Марфа Федоровна вздрогнула от неожиданности, оглянулась. И улыбнулась с облегчением сыну и его приятелю, ротмистру Гоглидзе.
Едва вошли в гостиную, тенькнул звонок. «Батюшка», — догадалась Марфа Федоровна. И не ошиблась.
— Ждем тебя с обедом.
— Не до яств ныне, — пробасил священник и повернулся к сыну и ротмистру: — Рад, что вы здесь. Но сначала подкрепитесь чем бог послал, а на меня, старика, не обращайте внимания.
«Бог послал» обед обильный, хотя и постный. Матушка гостеприимно потчевала гостей, однако сама к еде почти не притронулась. А молодые ели дружно и с аппетитом…
Поблагодарив хозяйку дома, Гоглидзе с Александром поднялись на второй этаж, к отцу Сергию.
— Прошу, господа, усаживайтесь и выкладывайте все до единого и откровенно, — грубовато потребовал священник, четко давая понять, что здесь не место и не время разводить дипломатию.
— Если откровенно, — Александр переглянулся с Гоглидзе, — то мы не очень довольны тем, как разворачиваются события. Полагали, что достаточно маленького толчка — и народ поднимется! А оказывается, надо подталкивать тех, кто пострадал от большевиков.
— Мрачно живописуешь. Почему?
— Почему? Приехали мы утром к Смирнову на завод. Принял нас Петр Федорович весьма любезно, а дело не вытанцовывается. Мнется Петр Федорович, во всем с нами согласен, а как патроны и бомбы дать — увольте!
— Дать? — переспросил священник.
— Ну отдать, передать, вручить, продать, какая разница! — поморщился Александр. Гоглидзе сидел в мягком кожаном кресле и, казалось, не слышал разговора.
Отец Сергий перевел взгляд с одного на другого, словно пытаясь понять, действительно ли они так наивны, как рассуждают. Потом встал, прошелся по комнате, закинув руки за спину:
— Песнопевец, настраивая свои гусли, до тех пор натягивает или послабляет струны, пока они не будут согласны одна с другой гармонически.

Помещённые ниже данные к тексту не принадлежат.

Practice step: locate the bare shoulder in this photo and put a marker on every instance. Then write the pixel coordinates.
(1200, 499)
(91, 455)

Так и мы в нашей деятельности обязаны согласовывать все до мелочей. В том числе и то, что касается разницы между словами «дать» и «продать». Для заводчика Смирнова и его коммерции не существует слова «дать», есть лишь слово «продать». И это вы должны знать не хуже меня.
— Да о какой коммерции может идти речь, когда родина гибнет!

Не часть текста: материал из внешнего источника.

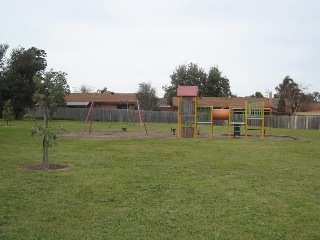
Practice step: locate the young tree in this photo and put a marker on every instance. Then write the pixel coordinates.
(51, 90)
(146, 96)
(7, 112)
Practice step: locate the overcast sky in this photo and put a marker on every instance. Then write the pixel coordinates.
(121, 43)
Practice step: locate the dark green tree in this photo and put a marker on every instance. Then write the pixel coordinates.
(7, 112)
(215, 85)
(3, 50)
(16, 82)
(316, 96)
(212, 84)
(86, 89)
(290, 95)
(184, 75)
(146, 95)
(51, 90)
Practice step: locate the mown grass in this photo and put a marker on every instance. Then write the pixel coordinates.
(157, 188)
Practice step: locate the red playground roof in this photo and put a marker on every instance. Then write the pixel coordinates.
(187, 91)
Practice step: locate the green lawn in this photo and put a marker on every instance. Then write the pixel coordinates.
(158, 188)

— Ты прав, Александр, и горячность твоя понятна и простительна. Но увы, «все мы суть человеци», а посему низменное живет в каждом из нас. Однако, когда вы слышите: «Отдавай кесарево кесарю», разумейте под этим только то, что не вредит благочестию. Все противное благочестию дань диаволу.
— Вы, батюшка, очень хорошо объяснили, очень! — улыбнулся Гоглидзе. — Но где нам взять кесарево, чтобы отдать или, чтобы быть точным, заплатить господину Смирнову?
Вопрос резонный. Надо сообща подумать.
— Долго думаем, — хмуро заметил Александр. — Большевики резвее нас оказались: не мудрствуя лукаво приняли решение о контрибуции. Так что пока будем договариваться между собой «дать» или «продать», советчики обдерут всех как липку.
— Откуда известно?
— Дементий Ильич передал.
Отец Сергий промолчал. Вспомнился трудный и неудачный разговор с иеромонахом Павлом, духовником женской обители.
…Только что отслужили службу, они остались в ризнице вдвоем. Момент для разговора был не Очень подходящий, но выбирать не приходилось: торопило время, а с монастырем связывалось слишком много планов.
— Суровая нам выпала доля, — говорил отец Сергий, переодеваясь. — Живем в мире, проданном антихристу. Разрушаются святые устои нашей духовной жизни. Земля русская обагрена реками крови, свинцовые тучи над некогда светлым горизонтом. И как невыносима и омерзительна вонь невысыхающей краски на плакатах, призывающих уничтожать ближнего, разрушать святую церковь. Чад поднимается к небу. И разве мыслимо иное служение церкви, чем яростная борьба за чистый горизонт!